Mobikok replaces MySQL with TiDB for its SSP (Sell Side Platform) system, taking advantage of TiDB's horizontal scalability, MySQL compatibility, high availability, convenient data and traffic migration, and its mature monitoring services.
As an online platform providing live courses and tutoring, Yuanfudao chooses TiDB to deal with its rapidly growing data and real-time analytics, with a peak QPS of 1000. Using TiDB frees its DBAs from complicated administrative work and enables developers to focus on building applications to better service its users.
TiDB is chosen to power Seasun's real-time social media monitoring system to handle the rapid data growth and real-time interactive data analysis. Seasun Games has been using TiDB since early 2018. TiDB is handling several TBs of data and an average peak QPS of more than 3000.

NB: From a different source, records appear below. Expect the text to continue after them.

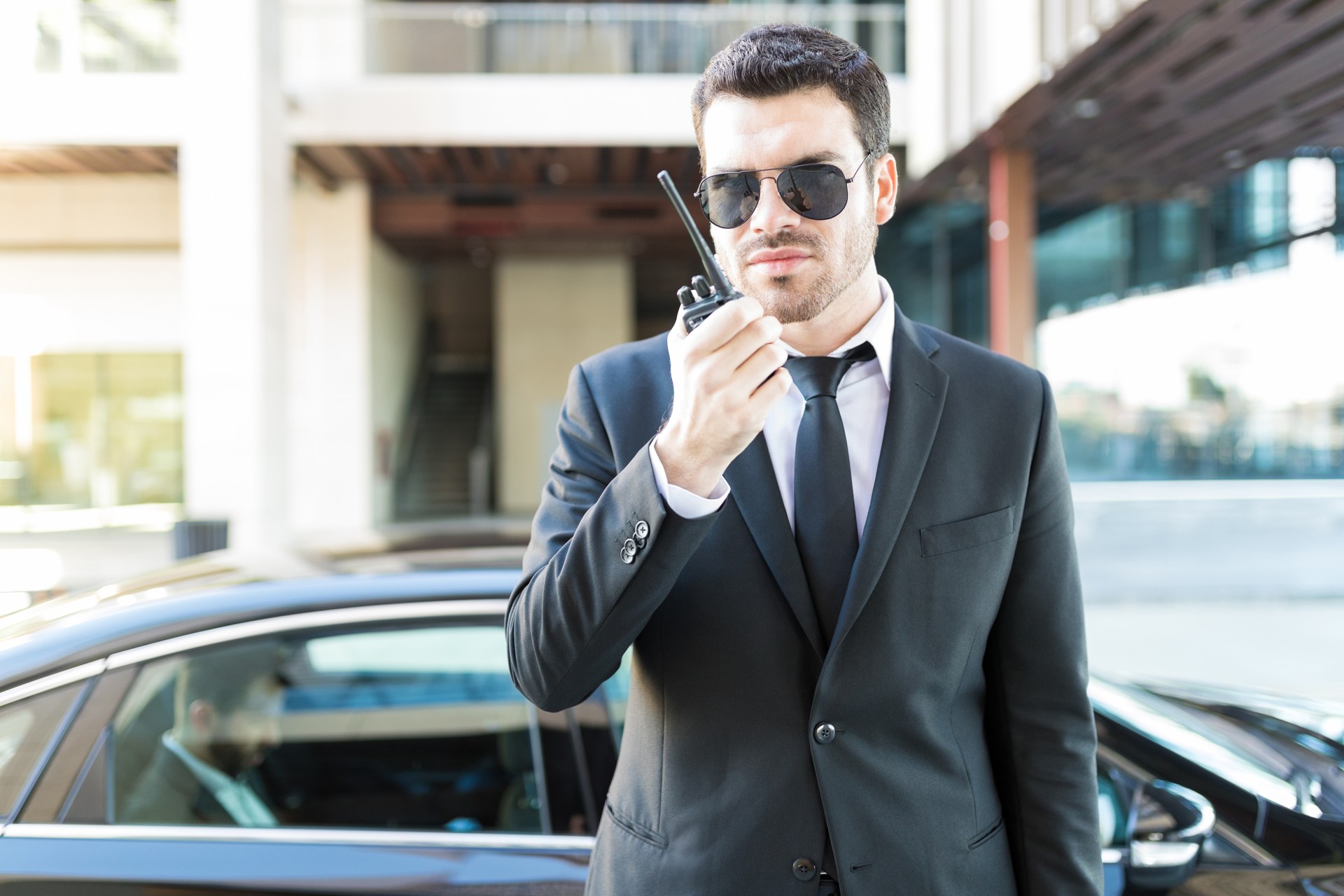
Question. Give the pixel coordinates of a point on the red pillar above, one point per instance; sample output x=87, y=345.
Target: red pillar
x=1012, y=270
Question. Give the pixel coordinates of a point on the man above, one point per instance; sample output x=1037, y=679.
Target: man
x=850, y=582
x=226, y=720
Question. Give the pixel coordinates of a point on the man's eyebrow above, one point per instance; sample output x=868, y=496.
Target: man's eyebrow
x=811, y=159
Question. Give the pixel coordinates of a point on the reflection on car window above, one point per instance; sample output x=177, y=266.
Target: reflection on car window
x=1167, y=724
x=26, y=729
x=617, y=691
x=413, y=729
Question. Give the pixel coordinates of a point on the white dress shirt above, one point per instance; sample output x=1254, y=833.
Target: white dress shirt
x=863, y=398
x=238, y=799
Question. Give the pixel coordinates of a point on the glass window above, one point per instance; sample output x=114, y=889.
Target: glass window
x=26, y=729
x=407, y=729
x=90, y=430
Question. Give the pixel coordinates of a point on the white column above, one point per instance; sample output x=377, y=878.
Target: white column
x=234, y=169
x=926, y=70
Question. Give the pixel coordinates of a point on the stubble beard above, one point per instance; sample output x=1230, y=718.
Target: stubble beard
x=793, y=301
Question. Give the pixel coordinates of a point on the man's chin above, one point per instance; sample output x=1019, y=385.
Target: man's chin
x=785, y=298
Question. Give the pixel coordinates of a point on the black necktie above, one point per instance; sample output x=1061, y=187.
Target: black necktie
x=823, y=496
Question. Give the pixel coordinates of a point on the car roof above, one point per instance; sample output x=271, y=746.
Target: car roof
x=226, y=587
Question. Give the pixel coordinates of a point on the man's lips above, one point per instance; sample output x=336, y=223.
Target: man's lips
x=777, y=261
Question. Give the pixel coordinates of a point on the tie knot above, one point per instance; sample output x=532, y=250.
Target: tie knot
x=822, y=375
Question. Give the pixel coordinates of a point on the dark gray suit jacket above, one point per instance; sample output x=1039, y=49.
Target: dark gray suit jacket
x=964, y=758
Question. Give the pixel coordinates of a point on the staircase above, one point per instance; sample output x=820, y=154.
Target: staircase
x=449, y=433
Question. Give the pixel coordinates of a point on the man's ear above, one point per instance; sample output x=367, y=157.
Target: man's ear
x=202, y=716
x=886, y=184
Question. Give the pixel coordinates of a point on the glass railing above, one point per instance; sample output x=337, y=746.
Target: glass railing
x=335, y=38
x=600, y=38
x=70, y=36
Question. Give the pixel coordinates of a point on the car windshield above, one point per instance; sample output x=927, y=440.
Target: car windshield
x=1190, y=732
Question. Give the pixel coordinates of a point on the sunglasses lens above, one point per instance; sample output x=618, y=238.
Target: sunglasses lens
x=730, y=199
x=815, y=191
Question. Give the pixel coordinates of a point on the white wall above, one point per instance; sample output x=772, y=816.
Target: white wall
x=971, y=59
x=396, y=315
x=550, y=314
x=354, y=324
x=330, y=445
x=101, y=301
x=96, y=211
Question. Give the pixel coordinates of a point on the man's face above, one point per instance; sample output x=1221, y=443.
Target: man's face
x=794, y=266
x=239, y=739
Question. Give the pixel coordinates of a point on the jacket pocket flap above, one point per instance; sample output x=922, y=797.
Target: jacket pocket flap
x=984, y=836
x=965, y=533
x=636, y=830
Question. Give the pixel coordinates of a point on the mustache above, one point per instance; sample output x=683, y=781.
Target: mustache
x=781, y=241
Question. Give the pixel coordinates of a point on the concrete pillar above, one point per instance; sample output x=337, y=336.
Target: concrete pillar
x=234, y=171
x=1012, y=270
x=550, y=314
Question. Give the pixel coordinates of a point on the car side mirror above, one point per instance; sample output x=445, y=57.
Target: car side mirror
x=1167, y=827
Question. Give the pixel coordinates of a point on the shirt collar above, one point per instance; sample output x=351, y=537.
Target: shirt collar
x=879, y=331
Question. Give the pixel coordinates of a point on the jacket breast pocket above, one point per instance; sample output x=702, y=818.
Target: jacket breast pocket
x=967, y=533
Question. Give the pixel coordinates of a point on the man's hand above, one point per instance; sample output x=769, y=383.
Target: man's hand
x=726, y=377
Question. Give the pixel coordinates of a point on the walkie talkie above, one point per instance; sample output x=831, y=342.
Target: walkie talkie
x=704, y=296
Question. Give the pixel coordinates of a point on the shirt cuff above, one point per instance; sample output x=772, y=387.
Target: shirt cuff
x=686, y=504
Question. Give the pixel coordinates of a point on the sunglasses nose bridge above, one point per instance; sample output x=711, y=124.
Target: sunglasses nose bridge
x=777, y=194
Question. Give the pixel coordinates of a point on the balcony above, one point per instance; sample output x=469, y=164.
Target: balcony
x=336, y=38
x=104, y=73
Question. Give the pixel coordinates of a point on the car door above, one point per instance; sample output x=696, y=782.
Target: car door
x=377, y=748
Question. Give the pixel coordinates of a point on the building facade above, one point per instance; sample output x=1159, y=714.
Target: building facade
x=324, y=265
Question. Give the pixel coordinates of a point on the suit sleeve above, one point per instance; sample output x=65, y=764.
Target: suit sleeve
x=1040, y=720
x=580, y=603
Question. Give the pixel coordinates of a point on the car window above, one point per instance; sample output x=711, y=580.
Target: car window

Yoozoo Games has deployed 3 TiDB clusters so far to support 6 mission-critical OLTP scenarios since early 2017, including the user points system, login system, gift pack system, and user behavior system, with more to come.
GAEA uses TiDB in its advertisement matching system (GaeaAD), with 10 million rows of data written into the database each day. For the same amount of data, replacing MySQL RDS with TiDB reduces the average elapsed time of a single query from over 2 minutes to approximately 10 seconds. Additionally, TiDB outperforms MySQL especially when the data volume is large.
FUNYOURS JAPAN has deployed TiDB to tackle its storage and computing challenges. The adoption of TiDB reduces the total cost of ownership of the entire infrastructure and frees the game developers to focus on understanding and improving the gaming experience for our players.
Bank of Beijing began deploying TiDB to supports its mission-critical online payment system on March 2018. This is the first time a NewSQL database is adopted to support core banking workloads in China.
As the leading payment SaaS solution provider in China, Ping++ serves 25,000 customers across 70 industries. Ping++ chooses TiDB as its real-time data warehouse solution because TiDB breaks the separation between OLTP and OLAP and provides a scalable Hybrid Transactional and Analytical Processing (HTAP) database. It also provides industry-standard security features to support financial services.
360 Finance has been using TiDB in its real-time risk management scenario. Average TPS is around 5000 and the computing capability during peak hours has improved by up to 10 times with stable throughput and response time. Risk management analysts can now use familiar SQL to access real-time data and make informed decisions more quickly.